Today, roughly 75% of the value of the average private business is intangible—invisible in financial statements and not well understood, even by those inside the organization. Exit Planners, like their clients, are handicapped by their business education and tools, which were optimized for the factories of the industrial era. To maximize the value of a business, you need new tools that focus on intangibles.
What does Intangible Capital mean to the advisors of business owners?
- Corporate and M&A Attorneys have new challenges when documenting and protecting their clients.
- Consultants focus on value for clients need the tools to zero in on and improve performance and corporate value.

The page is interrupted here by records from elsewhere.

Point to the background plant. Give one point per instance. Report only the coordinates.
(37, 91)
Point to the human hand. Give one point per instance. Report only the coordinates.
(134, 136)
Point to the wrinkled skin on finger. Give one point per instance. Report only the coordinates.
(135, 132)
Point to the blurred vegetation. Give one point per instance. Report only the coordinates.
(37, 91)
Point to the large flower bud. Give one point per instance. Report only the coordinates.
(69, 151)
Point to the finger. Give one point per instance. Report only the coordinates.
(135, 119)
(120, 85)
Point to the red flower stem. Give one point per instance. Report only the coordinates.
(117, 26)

- Investment Bankers and Business Brokers want to present their clients in the best light possible so they must understand and explain the key intangibles driving corporate value to potential partners and acquirers.
- Financial Advisors who want to better understand their client’s business need to gain a whole new vocabulary around the strength and sustainability of the business and why.

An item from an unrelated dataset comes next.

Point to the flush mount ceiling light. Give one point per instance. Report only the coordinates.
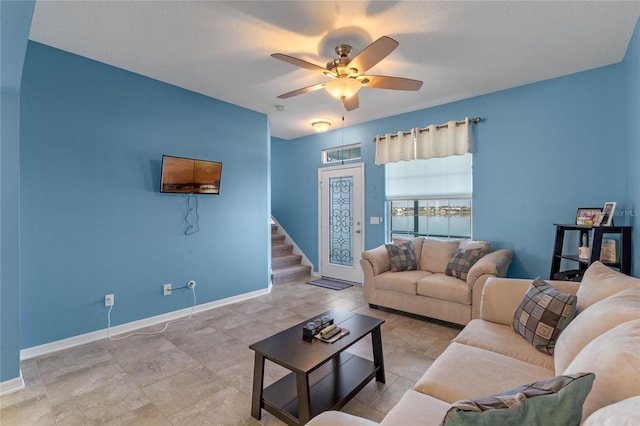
(321, 124)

- CPAs need to embrace these new concepts to help plan for, track and measure investments and returns on intangible capital.
Where: Babson College, Olin Hall Needham/Wellesley Room, Wellesley, MA (Park in the lot next to Knight Auditorium.)
Time: 7:15 – 9:00 AM A hot breakfast will be served.
Investment: Members: $50, Non-Members: $80
(Registrations at the door an additional $15)
This program will be led by Mary Adams, the co-author of Intangible Capital: Putting Knowledge to Work in the 21st Century Organization. She is a co-founder of I-Capital Advisors and the author of the Smarter Companies blog. In 2006, Mary created the IC Knowledge Center, a site that today is home to a global community of IC thought leaders. Prior to starting her consulting business, she had a fifteen-year career as a high-risk lender at Citicorp and Sanwa Business Credit.
For those interested, there will be a book signing after the presentation.